Numerous academic organizations have asked to access anonymized course-progress data from our Code Studio tutorials in order to research the student learning process and ideas for improving on it.
We're interested in exploring ways to share just the machine-level data (with no student identifying information) to allow 3rd party researchers to help us improve our service, without any risk of impact on student privacy.
We'd love to do a lot more in this space, and we're limited by our own staff's ability to support third parties. We recently hired a data engineer to help us perform our own analysis and also to support academic efforts using the same data. We're hoping to open up more data soon.
In the meantime, we've done one experiment with researchers at Stanford University as explained below.
We'd like to take this further and look at what factors influence learning. For example, how do different puzzle types promote learning? How well do students transfer learning from one type of puzzle to another? How can we give students the right type of hints at the right time? What can we do to help students persist through hard problems instead of giving up? How do external factors (gender, age, class size, geography, etc.) impact student learning and what can we do to support diverse classes?

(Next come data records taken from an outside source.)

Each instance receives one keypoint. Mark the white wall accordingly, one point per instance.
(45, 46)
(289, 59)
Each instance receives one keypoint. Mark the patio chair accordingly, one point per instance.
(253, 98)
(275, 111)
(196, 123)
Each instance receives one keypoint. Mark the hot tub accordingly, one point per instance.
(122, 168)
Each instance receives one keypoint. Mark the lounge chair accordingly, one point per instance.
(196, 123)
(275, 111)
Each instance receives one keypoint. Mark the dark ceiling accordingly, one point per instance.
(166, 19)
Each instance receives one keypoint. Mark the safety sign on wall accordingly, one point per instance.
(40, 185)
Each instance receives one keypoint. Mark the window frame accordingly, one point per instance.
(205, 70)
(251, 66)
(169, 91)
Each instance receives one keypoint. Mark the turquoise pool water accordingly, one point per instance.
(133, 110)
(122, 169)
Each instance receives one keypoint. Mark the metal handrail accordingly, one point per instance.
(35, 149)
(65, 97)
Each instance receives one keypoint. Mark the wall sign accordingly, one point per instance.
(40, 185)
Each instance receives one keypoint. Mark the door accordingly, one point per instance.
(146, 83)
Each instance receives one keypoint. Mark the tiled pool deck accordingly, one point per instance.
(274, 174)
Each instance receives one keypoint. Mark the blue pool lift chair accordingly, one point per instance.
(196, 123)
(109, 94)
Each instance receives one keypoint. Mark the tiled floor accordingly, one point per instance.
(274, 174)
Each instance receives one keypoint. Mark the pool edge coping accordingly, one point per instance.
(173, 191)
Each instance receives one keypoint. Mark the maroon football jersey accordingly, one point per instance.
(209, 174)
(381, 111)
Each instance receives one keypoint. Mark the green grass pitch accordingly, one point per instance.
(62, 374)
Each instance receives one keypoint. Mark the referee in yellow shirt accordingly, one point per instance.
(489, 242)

If you're interested in working with us on these questions (and more), sign up below. We'll share our raw data with you as we publish it.
Our first foray in this space has been a partnership with a Stanford University research team led by Mehran Sahami. Stanford researcher Chris Piech evaluated the various computer programs that students submitted to two computer programming puzzles from our popular Hour of Code tutorial. The dataset below was generated for the paper Autonomously Generating Hints by Inferring Problem Solving Policies by Piech, C. Mehran S. Huang J and Guibas L.
The link below is a dataset of anonymized, aggregated data of student attempts to solve these two puzzles, as explained in the readme.txt file and below. Please contact email@example.com if you have questions.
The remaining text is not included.